Wednesday, November 18, 2009

Five-Minute Blog: Mandolins

I decided to play the mandolin suddenly. I woke up one day in the death throes of my dissertation, right before I graduated, and I knew that the cure for all the weariness and pressure was to learn something new so I'd be the beginner again and not expected to be good...and I knew, that moment and for no apparent reason, that what I needed to learn was the mandolin.

I asked Joe's Uncle Ronald, who is a fiddler and guitarist, if he knew where I could get one, and he produced from his back room not one but TWO mandolins, one a very nice Epiphone, which he sent me home with to learn on. (As a testament to what a musician and instrument guy he is, he said, "Do you want to learn the sitar while you're at it? I have one back there. Got it at an estate sale in Stidham." Who else in Eufaula would have a SITAR?! Not to mention find one at an estate sale anywhere around there! But I digress.)

So I started trying to play using chord charts from the front of a tablature-writing book from my metal days. I printed some Scottish songs from the internet. But I can't learn instruments from books. I learned to play guitar sitting out under pine trees with my father, and later, hanging out with metal guys in music stores. So I looked around for a person to teach me. I was in western Oklahoma, but I couldn't find one. And now I'm in upstate New York, and I still can't find one. Every mandolin player I see says, "Oh, you don't want to learn from me. I don't know what I'm doing." As they stand there, Bill Monroe like, whipping out breaks and solos.

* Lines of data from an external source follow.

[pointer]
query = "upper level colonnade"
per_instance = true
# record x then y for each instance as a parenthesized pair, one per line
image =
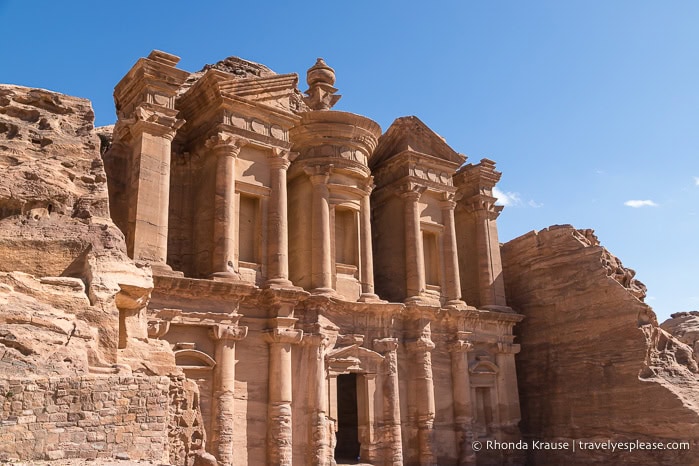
(231, 173)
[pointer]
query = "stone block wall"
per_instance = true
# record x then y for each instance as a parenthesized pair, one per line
(85, 417)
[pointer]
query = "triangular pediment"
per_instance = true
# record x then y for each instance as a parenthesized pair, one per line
(409, 134)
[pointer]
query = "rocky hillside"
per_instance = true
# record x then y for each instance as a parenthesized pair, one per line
(64, 272)
(594, 363)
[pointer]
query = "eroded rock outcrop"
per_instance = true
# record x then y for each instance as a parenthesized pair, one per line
(685, 327)
(594, 364)
(79, 377)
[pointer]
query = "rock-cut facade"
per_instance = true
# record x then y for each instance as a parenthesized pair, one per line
(335, 292)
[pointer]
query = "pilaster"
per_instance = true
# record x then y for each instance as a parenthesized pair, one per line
(475, 187)
(452, 280)
(392, 441)
(226, 148)
(461, 387)
(223, 433)
(366, 272)
(277, 220)
(421, 355)
(414, 254)
(321, 264)
(279, 426)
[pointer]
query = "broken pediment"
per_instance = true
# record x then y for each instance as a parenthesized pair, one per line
(409, 134)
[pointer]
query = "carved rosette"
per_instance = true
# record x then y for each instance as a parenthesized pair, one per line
(222, 143)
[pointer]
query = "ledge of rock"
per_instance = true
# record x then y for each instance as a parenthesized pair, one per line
(594, 362)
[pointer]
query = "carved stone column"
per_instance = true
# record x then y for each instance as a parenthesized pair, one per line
(490, 283)
(508, 393)
(414, 254)
(320, 452)
(366, 274)
(424, 395)
(279, 430)
(461, 386)
(225, 148)
(222, 436)
(278, 249)
(391, 436)
(475, 185)
(451, 259)
(147, 123)
(321, 265)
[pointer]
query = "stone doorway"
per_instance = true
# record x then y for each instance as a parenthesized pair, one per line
(348, 446)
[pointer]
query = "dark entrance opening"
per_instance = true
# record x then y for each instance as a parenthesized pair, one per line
(347, 447)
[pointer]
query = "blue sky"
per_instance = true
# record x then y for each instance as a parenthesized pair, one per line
(586, 106)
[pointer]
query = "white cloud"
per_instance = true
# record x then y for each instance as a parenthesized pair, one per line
(638, 203)
(510, 199)
(506, 198)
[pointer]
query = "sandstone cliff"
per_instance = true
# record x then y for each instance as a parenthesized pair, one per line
(594, 364)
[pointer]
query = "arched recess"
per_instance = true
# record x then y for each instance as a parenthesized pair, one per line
(191, 359)
(367, 365)
(198, 366)
(484, 392)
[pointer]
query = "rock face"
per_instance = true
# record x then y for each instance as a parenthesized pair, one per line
(55, 226)
(685, 327)
(594, 364)
(79, 377)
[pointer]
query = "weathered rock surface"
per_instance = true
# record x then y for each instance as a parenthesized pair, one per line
(79, 377)
(63, 262)
(594, 364)
(685, 327)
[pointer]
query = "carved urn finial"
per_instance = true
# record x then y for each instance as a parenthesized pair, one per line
(320, 93)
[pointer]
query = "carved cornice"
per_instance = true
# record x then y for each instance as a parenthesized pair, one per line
(424, 343)
(152, 81)
(223, 143)
(410, 191)
(228, 332)
(462, 343)
(319, 174)
(385, 345)
(283, 335)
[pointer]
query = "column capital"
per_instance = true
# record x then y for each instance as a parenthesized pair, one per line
(424, 343)
(385, 345)
(448, 201)
(283, 335)
(319, 174)
(223, 143)
(482, 205)
(281, 158)
(228, 332)
(411, 191)
(368, 185)
(460, 346)
(509, 348)
(158, 328)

I sure still sound like a beginner. But I love the mandolin in a way I never even loved the guitar. I want to actually learn to play it...theory and all, maybe. At least more theory than what I know on the guitar, which is little. (Okay, none. I just know the names of chords. That's all.) I am joyous when I pick up the mandolin, even though I know the badness that is coming. I can sit there playing a new Scottish song, counting the notes out loud like we did in drumline as I play. And, weirdest of all, I want a thousand mandolins...even though I'm not good at playing them yet.

I never was one of those guitar players who wanted lots of guitars, even though I've managed to inherit and marry into plenty. I just need enough instruments to play what I need to play, and then I'm loyal to them and wear holes in them because I have bad picking technique. But the mandolin...I want an F-style, an A-style, a possum belly, a dark one, a pumpkin-colored one, a lighter one, a deep-sounding one, a tinny-sounding one, one with inlays, an old one, a new one, a Kentucky, a Gibson, a Lore, a handmade one with no name on it...I want a whole wall of them, and I don't understand this compulsion at all. The little beauties are more expensive than guitars would ever think about being, so I'll never have the wall 'o mandolins...but I'll keep wanting it. Weird.

I have one mandolin. My Uncle Bob, the trucker/biker, bought it for me as a graduation present because he is an incredibly perceptive and thoughtful man. It is a red-colored Kona. That's a brand from Texas, and the people here in New York ask about it when they see that. They like that it was made there, and so do I. It's not a great mandolin, far as quality goes, but it is beautiful, and it works, which is the key. I'll probably buy it a friend one of these days...a Kentucky with one of those necks that make me instantly sound better.

But for now, I just play the one I have. I take it to bluegrass gatherings here and hope for the best, and rarely get it, as I am one bad mandolin player...and I don't mean that in the 1980s way in which "bad" means "good." I have a friend here, Patty, and we are both learning. She's better than I am. But I like sitting by her and trying what I know, and learning what she knows. I like being the little spark of sound amid the guitars.

Someday, I won't even have to bring a guitar if I don't want to. I can just bring the mandolin, the tiny little, easy-to-carry mandolin, and play that all night. People will be glad to see me because there are usually plenty of guitar players, but a mandolin is special. But for now, I play at home, stick to two-finger chords in public, and hope for the best.